Они остановились. Катя трижды перекрестилась и преклонила голову. Линицкий с удовольствием разглядывал церковь.

– Зайдем? – предложила Катя. – Здесь настоятелем наш брат, русский, донской казак отец Петр Беловидов.

Линицкий слегка поморщился.

– Давайте в следующий раз как-нибудь. Сегодня день был весьма насыщенный, и, если честно, я слишком устал.

Из церкви вышло несколько человек, повернувшись лицом к зданию, они перекрестились и пошли дальше. И Линицкий с Катей продолжили путь. Они прошли почти всю улицу Таковску и остановились у дома номер 50.

– Ну, вот вы меня и проводили. Спасибо вам.

– Вы здесь живете? – Линицкий разглядывал большой трехэтажный дом старой постройки.

– Да, здесь на втором этаже мы и снимаем квартиру.

– А вы с кем живете?

– С папой, мамой и тетей, папиной сестрой. А давайте зайдем к нам, я вас заодно с ними и познакомлю. И заодно поужинаем. Вы же ведь проголодались, не так ли?

– Неудобно как-то. В первый же день знакомства.

– Удобно, удобно! – засмеялась Катя и, схватив Леонида за руку, потащила его в парадный подъезд.

– Мама, тетя, я гостя привела! – с порога закричала Катя, закрывая за Леонидом дверь.

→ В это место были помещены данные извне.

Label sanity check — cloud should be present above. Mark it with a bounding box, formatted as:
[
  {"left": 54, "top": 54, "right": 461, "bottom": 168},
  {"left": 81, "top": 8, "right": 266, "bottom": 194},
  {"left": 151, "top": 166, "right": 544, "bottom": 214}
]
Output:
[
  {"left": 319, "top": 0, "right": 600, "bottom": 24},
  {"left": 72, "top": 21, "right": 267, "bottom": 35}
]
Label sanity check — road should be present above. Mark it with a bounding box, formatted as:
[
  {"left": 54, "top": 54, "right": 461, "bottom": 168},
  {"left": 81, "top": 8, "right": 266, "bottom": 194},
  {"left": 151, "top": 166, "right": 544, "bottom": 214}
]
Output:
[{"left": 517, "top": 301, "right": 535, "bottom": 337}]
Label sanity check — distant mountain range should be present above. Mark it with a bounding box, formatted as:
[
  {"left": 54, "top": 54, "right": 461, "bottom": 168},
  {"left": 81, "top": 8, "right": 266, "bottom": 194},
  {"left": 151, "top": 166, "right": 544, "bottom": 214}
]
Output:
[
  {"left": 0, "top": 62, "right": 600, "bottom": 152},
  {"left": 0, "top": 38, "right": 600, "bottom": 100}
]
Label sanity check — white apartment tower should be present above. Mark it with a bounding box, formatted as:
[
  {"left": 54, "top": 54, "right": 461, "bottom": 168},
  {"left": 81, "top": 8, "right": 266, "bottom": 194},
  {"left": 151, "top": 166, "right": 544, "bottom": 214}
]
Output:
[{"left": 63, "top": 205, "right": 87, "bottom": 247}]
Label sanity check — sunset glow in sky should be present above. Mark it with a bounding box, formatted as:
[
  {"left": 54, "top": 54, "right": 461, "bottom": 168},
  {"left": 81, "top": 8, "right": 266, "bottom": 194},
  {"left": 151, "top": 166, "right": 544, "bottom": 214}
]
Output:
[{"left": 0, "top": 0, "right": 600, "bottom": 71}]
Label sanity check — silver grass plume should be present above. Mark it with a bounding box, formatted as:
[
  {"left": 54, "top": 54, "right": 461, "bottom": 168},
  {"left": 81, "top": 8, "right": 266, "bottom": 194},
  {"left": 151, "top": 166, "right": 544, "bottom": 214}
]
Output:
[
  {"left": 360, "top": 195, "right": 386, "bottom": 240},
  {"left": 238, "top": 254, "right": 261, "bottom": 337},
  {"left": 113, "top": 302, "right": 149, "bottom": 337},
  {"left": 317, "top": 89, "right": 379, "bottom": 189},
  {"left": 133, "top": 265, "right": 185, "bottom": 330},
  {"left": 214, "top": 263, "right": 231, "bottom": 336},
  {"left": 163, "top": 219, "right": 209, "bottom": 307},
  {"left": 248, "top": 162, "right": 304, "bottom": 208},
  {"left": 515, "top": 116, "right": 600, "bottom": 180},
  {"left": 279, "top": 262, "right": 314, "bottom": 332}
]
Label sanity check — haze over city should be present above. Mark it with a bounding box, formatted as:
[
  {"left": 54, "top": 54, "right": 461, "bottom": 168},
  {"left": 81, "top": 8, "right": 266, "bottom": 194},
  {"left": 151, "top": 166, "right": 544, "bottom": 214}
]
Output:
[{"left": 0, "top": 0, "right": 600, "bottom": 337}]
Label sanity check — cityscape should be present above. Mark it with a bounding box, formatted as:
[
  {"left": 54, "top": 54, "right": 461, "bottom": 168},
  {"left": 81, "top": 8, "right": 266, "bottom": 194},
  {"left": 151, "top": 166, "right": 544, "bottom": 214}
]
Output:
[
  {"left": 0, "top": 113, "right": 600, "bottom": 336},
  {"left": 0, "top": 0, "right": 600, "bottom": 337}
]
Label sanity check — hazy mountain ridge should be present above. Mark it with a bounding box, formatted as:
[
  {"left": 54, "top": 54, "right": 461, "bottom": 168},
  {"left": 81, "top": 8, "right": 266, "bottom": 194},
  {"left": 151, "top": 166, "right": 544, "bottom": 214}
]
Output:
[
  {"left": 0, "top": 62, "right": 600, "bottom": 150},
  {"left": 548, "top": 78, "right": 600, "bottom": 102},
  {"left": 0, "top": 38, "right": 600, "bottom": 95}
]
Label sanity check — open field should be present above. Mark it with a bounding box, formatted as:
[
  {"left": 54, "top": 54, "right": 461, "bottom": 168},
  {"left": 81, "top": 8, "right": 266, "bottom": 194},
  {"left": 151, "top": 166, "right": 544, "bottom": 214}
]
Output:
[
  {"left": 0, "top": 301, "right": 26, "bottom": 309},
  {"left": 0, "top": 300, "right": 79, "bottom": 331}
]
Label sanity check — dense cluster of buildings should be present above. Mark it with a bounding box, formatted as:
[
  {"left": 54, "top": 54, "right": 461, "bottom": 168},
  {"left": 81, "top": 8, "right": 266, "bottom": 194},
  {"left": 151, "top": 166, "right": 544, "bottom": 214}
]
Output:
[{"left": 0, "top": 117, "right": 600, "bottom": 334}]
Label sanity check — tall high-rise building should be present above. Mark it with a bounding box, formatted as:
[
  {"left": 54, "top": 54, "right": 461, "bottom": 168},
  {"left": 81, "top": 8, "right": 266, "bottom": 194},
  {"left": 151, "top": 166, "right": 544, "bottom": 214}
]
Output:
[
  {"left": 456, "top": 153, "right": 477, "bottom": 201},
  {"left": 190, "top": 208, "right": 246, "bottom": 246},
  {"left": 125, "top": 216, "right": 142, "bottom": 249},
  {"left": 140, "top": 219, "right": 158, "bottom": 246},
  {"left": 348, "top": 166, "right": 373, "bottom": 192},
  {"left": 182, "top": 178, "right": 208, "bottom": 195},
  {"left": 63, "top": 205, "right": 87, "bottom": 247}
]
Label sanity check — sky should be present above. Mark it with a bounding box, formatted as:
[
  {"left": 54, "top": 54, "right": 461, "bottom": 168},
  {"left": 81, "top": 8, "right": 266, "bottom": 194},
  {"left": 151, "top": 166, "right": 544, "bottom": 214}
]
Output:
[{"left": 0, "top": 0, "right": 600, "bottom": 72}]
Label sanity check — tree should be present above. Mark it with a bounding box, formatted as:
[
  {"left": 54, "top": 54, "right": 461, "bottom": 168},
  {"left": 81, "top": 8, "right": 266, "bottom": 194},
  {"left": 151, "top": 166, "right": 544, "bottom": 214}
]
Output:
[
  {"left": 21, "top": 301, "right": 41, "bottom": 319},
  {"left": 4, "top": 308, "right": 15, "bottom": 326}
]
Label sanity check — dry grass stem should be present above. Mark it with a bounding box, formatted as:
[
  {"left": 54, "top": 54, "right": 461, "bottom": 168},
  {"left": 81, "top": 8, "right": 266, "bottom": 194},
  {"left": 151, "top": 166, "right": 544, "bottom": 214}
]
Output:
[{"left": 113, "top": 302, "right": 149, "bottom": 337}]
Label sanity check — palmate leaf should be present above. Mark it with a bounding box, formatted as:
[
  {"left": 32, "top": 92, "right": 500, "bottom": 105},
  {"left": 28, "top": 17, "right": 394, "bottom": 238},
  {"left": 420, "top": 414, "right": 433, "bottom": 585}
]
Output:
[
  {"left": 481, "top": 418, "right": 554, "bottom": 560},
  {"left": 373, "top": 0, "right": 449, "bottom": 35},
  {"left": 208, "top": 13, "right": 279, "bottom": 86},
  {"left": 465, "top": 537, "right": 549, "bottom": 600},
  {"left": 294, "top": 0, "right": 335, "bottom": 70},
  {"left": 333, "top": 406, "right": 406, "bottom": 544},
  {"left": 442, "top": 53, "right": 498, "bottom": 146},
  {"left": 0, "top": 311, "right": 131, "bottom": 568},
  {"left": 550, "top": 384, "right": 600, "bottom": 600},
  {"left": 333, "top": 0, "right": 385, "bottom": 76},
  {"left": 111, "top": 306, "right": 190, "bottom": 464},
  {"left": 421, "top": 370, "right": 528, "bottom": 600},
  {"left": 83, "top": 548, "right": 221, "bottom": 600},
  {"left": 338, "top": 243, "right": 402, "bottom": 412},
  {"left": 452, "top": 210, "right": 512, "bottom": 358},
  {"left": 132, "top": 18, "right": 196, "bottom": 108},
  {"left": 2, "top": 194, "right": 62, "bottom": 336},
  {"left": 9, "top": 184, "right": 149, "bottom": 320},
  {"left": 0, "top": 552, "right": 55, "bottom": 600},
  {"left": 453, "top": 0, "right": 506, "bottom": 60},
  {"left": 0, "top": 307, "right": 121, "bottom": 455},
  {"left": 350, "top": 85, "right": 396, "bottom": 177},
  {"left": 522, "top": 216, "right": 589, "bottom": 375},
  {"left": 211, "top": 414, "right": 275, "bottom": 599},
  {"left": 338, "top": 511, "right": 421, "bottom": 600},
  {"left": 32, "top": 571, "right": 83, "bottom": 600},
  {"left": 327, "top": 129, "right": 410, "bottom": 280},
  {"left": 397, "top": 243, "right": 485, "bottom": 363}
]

Квартира была большая, состоявшая, по сути, из двух частей, которые соединялись одной дверью. Линицкий даже позавидовал такому шикарному житью таких же эмигрантов, как и он сам. Впрочем, Катя же сказала, что ее отец – чиновник Министерства путей сообщения, а министерство о своих служащих и обязано заботиться.

В коридор из разных комнат вышли две невысокие, худые, но вполне жизнерадостные женщины, которым было не более сорока. Увидев незнакомого молодого человека, чуть выше среднего роста, они обе удивленно посмотрели на Екатерину.

– Здравствуйте! – несколько смущенно произнес Линицкий. – Меня Леонидом зовут. Мы с Катей, оказывается, на одной фабрике работаем, и она меня пригласила в гости. Вот! Я хотел отказаться…

– Ну, зачем же, молодой человек, отказываться, когда вас приглашает на ужин благородная барышня, – улыбнулась Мария Николаевна. – Давайте знакомиться. Я – Катина мама, Мария Николаевна.

– А я Катина тетя, Александра Ардальоновна.

Линицкий подошел к обеим и поцеловал им руки.

– Мама, тетя! Леня, оказывается, тоже галлиполиец!

– Правда? Ну, впрочем, это уже и не такая невидаль, – произнесла Мария Николаевна. – Пожалуй, реже встретишь того, кто не был в Галлиполи.

– Давайте мыть руки – и за стол! – предложила Александра Ардальоновна.